En plus de l’investissement direct offert par le biais de ces programmes, le budget 2006 a présenté des avantages pour les contribuables désireux de faire des dons à des organismes de bienfaisance. En effet, il permet l’élimination de l’impôt sur les gains en capital sur des dons de valeurs mobilières cotées en bourse fait à des organismes de bienfaisance enregistrés, tels que les musées.
Le gouvernement collabore avec l’Association des musées canadiens et ses membres afin d’élaborer une vision renouvelée pour le secteur des musées qui répondra mieux aux enjeux et réalités d’aujourd’hui. Elle doit tenir compte du rôle adéquat du gouvernement du Canada par rapport aux rôles joués par les autres ordres de gouvernement et le secteur privé. Les Canadiens et Canadiennes veulent que l’argent qu’ils ont durement gagné soit investi de manière responsable. »
La CCA s’inquiète vivement de ce dernier développement politique. La revendication d’une nouvelle politique fédérale reste une de nos premières priorités et nous continuerons de fournir notre appui au travail de nos collègues de l’Association des musées canadiens en ce sens.
Pour en savoir davantage
Comme si tout cela n’était pas suffisant pour pousser la communauté muséale au désespoir, l’Institut canadien de conservation (ICC) annonçait le 22 mars dernier qu’il mettrait fin aux opérations des Services de transport d’expositions (STE) à compter du 1er avril 2008.

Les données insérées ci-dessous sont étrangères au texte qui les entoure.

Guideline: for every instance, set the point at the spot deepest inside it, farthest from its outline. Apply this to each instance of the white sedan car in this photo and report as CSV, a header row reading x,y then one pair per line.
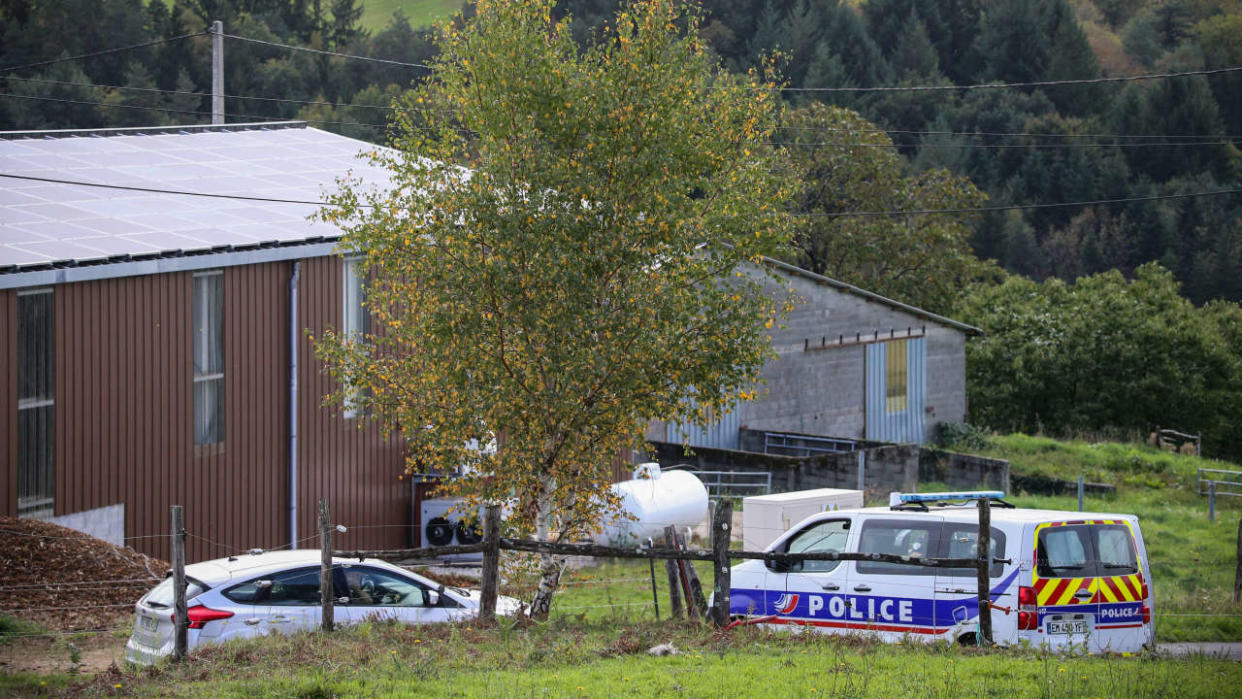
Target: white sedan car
x,y
257,594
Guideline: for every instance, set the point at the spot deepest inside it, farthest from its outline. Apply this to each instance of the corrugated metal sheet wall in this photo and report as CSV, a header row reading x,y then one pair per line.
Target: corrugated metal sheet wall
x,y
907,425
124,415
9,406
124,384
354,467
719,435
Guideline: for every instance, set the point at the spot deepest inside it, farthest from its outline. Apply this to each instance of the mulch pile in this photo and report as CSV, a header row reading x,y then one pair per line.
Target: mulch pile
x,y
65,580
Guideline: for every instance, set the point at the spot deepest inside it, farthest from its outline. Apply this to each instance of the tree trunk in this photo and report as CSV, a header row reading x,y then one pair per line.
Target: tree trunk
x,y
550,566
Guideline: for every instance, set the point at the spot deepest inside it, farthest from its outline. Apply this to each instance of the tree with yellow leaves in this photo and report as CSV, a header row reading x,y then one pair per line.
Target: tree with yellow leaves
x,y
557,261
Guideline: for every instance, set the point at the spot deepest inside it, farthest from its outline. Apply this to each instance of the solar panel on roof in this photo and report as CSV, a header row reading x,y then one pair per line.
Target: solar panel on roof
x,y
282,163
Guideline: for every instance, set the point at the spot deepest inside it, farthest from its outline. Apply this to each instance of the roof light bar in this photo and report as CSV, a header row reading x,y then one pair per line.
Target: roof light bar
x,y
896,499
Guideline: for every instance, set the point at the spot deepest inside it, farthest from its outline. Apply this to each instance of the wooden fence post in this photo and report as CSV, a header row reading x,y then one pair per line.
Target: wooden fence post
x,y
180,617
1237,572
675,594
985,565
722,529
696,604
491,565
326,587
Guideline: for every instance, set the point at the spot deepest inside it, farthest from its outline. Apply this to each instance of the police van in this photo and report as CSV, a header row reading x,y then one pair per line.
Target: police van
x,y
1062,580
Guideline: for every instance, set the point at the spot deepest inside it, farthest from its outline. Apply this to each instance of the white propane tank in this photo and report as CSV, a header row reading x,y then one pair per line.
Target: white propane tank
x,y
655,498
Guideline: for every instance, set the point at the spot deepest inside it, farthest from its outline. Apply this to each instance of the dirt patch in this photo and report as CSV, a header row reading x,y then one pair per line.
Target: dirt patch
x,y
87,653
65,580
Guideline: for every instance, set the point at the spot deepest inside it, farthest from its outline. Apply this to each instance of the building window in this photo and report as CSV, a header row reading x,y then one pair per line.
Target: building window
x,y
357,323
209,358
896,374
36,405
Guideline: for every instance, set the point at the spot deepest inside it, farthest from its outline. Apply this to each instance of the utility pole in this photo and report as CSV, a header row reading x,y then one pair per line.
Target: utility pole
x,y
217,72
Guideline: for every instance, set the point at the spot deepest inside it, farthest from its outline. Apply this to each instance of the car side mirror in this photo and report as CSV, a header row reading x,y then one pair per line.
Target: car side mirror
x,y
778,566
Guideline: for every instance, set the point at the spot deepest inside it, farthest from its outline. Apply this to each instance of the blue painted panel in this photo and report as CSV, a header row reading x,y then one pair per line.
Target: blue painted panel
x,y
719,435
906,425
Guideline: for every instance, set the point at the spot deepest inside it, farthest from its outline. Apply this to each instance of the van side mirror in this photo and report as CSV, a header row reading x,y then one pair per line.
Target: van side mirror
x,y
778,566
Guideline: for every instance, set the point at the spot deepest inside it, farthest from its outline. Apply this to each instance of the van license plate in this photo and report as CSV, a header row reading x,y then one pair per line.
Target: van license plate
x,y
1065,627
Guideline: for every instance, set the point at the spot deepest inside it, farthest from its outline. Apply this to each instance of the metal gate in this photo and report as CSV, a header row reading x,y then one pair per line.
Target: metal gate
x,y
896,416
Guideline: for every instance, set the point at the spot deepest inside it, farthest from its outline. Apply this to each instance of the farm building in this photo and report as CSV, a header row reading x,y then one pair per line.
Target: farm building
x,y
851,365
158,288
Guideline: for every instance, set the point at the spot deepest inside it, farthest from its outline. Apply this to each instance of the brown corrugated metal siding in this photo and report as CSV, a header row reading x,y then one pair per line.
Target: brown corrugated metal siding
x,y
124,415
9,409
348,461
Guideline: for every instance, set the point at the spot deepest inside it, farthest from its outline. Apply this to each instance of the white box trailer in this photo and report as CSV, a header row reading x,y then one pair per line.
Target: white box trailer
x,y
764,518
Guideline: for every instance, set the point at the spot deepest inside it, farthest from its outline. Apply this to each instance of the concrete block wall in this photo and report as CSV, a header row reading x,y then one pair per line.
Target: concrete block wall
x,y
888,467
821,391
964,471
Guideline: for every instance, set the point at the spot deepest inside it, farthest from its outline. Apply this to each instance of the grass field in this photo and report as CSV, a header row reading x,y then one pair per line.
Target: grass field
x,y
1192,559
421,13
600,657
604,621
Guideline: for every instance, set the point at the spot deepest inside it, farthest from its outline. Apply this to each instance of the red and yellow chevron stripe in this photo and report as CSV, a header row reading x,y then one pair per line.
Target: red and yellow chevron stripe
x,y
1052,591
1119,589
1058,591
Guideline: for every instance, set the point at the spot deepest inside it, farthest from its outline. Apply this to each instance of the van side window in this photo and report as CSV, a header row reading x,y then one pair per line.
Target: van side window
x,y
899,538
1117,555
1062,551
959,541
821,538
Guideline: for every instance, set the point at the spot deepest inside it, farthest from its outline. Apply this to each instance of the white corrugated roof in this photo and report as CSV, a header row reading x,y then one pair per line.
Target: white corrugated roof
x,y
45,222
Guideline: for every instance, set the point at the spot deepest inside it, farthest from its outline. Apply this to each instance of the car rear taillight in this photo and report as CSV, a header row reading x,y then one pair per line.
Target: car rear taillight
x,y
1027,613
200,615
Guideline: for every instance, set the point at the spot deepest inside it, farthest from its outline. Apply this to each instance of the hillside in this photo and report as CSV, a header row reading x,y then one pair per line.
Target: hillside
x,y
1192,559
421,13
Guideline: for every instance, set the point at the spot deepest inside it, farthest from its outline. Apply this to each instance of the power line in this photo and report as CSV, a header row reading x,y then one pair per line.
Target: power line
x,y
155,190
824,129
104,52
827,215
997,134
175,111
317,51
1019,206
188,93
846,144
1004,145
1007,85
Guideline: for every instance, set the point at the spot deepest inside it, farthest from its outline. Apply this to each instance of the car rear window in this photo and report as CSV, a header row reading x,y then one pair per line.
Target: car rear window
x,y
1062,551
1117,554
1086,550
162,595
288,587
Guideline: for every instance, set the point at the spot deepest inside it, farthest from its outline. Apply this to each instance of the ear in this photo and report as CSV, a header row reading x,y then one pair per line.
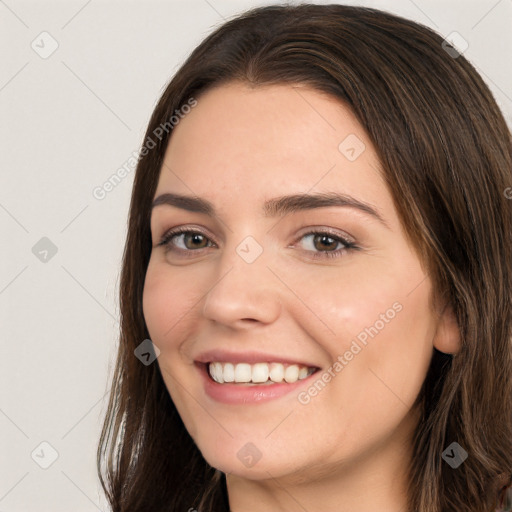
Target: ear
x,y
447,338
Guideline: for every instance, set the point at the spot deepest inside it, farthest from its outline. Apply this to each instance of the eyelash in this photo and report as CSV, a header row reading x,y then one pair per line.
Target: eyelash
x,y
348,246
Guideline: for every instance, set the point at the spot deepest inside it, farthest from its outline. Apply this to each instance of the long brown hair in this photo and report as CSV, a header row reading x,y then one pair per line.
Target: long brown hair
x,y
446,155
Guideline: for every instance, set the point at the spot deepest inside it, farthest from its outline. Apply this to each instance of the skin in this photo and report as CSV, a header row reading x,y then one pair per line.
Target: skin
x,y
350,444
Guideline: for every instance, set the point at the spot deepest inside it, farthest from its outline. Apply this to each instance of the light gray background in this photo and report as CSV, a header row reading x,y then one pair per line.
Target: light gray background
x,y
67,123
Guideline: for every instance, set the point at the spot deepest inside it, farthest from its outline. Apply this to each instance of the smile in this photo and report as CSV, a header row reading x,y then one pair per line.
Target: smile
x,y
258,373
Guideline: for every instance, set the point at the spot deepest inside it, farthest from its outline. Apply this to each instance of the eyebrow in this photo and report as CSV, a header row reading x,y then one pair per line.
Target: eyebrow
x,y
276,206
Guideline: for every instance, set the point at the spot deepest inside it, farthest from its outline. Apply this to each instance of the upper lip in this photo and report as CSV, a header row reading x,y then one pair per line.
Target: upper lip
x,y
224,356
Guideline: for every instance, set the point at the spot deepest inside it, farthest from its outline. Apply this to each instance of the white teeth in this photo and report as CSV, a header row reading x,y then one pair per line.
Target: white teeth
x,y
276,372
291,374
258,373
242,372
229,372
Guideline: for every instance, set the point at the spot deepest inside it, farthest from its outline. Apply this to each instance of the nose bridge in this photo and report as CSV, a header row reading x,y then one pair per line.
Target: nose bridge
x,y
245,289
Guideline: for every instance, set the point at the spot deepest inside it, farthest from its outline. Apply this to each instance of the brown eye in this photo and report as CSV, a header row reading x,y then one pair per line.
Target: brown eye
x,y
185,240
324,242
194,240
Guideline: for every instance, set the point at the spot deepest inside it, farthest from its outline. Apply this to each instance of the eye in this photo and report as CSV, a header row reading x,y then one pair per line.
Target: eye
x,y
323,243
184,240
320,243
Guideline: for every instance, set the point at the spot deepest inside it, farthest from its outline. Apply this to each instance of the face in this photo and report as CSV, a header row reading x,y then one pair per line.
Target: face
x,y
285,287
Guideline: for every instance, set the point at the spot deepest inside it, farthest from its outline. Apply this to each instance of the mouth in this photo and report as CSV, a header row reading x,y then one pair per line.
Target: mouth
x,y
243,384
257,374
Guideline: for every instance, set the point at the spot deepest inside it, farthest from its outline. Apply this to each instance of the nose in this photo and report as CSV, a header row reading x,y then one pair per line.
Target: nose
x,y
243,293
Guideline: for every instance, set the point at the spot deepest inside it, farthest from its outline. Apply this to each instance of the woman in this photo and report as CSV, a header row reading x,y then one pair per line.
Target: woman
x,y
319,250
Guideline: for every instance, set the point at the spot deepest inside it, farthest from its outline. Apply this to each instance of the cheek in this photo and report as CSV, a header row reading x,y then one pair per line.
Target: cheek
x,y
167,302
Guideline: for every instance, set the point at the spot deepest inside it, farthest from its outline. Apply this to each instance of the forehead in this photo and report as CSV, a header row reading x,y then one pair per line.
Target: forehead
x,y
268,141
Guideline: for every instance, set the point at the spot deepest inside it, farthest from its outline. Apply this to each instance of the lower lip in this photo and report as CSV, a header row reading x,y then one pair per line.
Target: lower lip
x,y
248,394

Les STE, une unité spécialisée de l’ICC, desservent les musées canadiens depuis 1976. Ils offrent des services de transport d’œuvres d’art et d’artéfacts partout au Canada, de manière sécuritaire, fiable et dans un environnement contrôlé. Les bureaux des STE sont situés dans un édifice de 1 400 m2 respectant les normes muséales de régulation des conditions ambiantes et comportant un quai de chargement intérieur pouvant abriter cinq camions semi-remorques.
L’ICC explique que la fermeture est liée à des raisons opérationnelles et administratives. En 2005, une vérification interne de la gestion financière et de la gestion de l’approvisionnement de l’ICC a conclu qu’il existait une relation employeur/employé entre les chauffeurs et les manutentionnaires d’œuvres d’art, de sorte qu’ils ne pouvaient plus être embauchés sous forme contractuelle.
Encore une fois, ce seront les plus petites institutions qui souffriront de cette décision dont plusieurs disent qu’il en coûterait fort peu à la Ministre en argent et en temps pour résoudre cette question.